Erdogan and his government have still not released the audio evidence they claim to have of Khashoggi's murder. Erdogan did not even mention this recording in his recent speech, despite listing other examples of evidence that his government had put forward to incriminate the Saudis.
Don't be fooled into thinking Erdogan is pro-freedom of the media
He may appear to be more forthcoming than the Saudis when it comes to Khashoggi's disappearance, but Erdogan is also brutally crushing his opposition and trampling on the press.
In fact, according to the nonprofit group, Committee to Protect Journalists, Turkey has a far worse track record when it comes to journalists than Saudi Arabia. CPJ reported that 262 journalists were jailed worldwide on Dec. 1, 2017 — 73 of which were imprisoned by Erdogan's government. Comparatively, CPJ reported that only seven journalists were jailed in Saudi Arabia at that time.
Erdogan has also jailed more than 50,000 people accused of being involved in some way with the failed 2016 coup against his rule. This was the reason given for the jailing of pastor Andrew Brunson, who was only released recently after pressure from the United States. Brunson and his allies have insisted that he never had anything to do with that coup, or anything political.

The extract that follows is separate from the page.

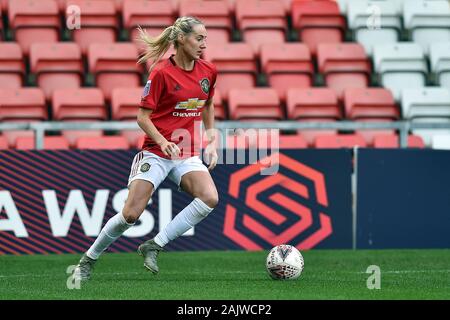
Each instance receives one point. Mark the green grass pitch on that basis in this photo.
(230, 275)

While Erdogan is no friend of the media or his critics, he also is no friend of Saudi Arabia. He has been quick to declare that a great injustice has been done in Khashoggi's murder, which is true, not because he's standing on some moral high ground but because it inconveniences the Saudis and gives his government back some of the standing on the global stage that it had lost in recent years.